Photometric Constraints on the Redshift of z~10 candidate UDFj-39546284 from deeper WFC3/IR+ACS+IRAC observations over the HUDF

TL;DR

Deep observations of a z~10 galaxy candidate suggest it is likely at a higher redshift around 12, with evidence pointing towards line emission influencing its detection, challenging previous lower-redshift interpretations.

Contribution

This study provides the first detailed photometric analysis with deeper WFC3/IR data, refining the redshift estimate of a key z~10 candidate and exploring alternative explanations involving line emission.

Findings

Candidate is confirmed as a real source with increased significance.

Best-fit redshift is approximately 11.8, but z~12 is unlikely due to luminosity and emission constraints.

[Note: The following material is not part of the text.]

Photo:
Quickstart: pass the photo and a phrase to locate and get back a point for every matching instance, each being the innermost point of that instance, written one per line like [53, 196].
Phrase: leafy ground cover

Line emission may explain the observed flux, indicating complex high-redshift galaxy properties.

Abstract

Ultra-deep WFC3/IR observations on the HUDF from the HUDF09 program revealed just one plausible z~10 candidate UDFj-39546284. UDFj-39546284 had all the properties expected of a galaxy at z~10 showing (1) no detection in the deep ACS+WFC3 imaging data blueward of the F160W band, exhibiting (2) a blue spectral slope redward of the break, and showing (3) no prominent detection in deep IRAC observations. The new, similarly deep WFC3/IR HUDF12 F160W observations over the HUDF09/XDF allow us to further assess this candidate. These observations show that this candidate, previously only detected at ~5.9 sigma in a single band, clearly corresponds to a real source. It is detected at ~5.3 sigma in the new H-band data and at ~7.8 sigma in the full 85-orbit H-band stack. Interestingly, the non-detection of the source (<1 sigma) in the new F140W observations suggests a higher redshift. Formally, the best-fit redshift of the source utilizing all the WFC3+ACS (and IRAC+K-band) observations is 11.8+/-0.3. However, we consider the z~12 interpretation somewhat unlikely, since the source would either need to be ~20x more luminous than expected or show very high-EW Ly-alpha emission (which seems improbable given the extensive neutral gas prevalent early in the reionization epoch). Lower-redshift solutions fail if only continuum models are allowed. Plausible lower-redshift solutions require that the H-band flux be dominated by line emission such as Halpha or [OIII] with extreme EWs. The tentative detection of line emission at 1.6 microns in UDFj-39546284 in a companion paper suggests that such emission may have already been found.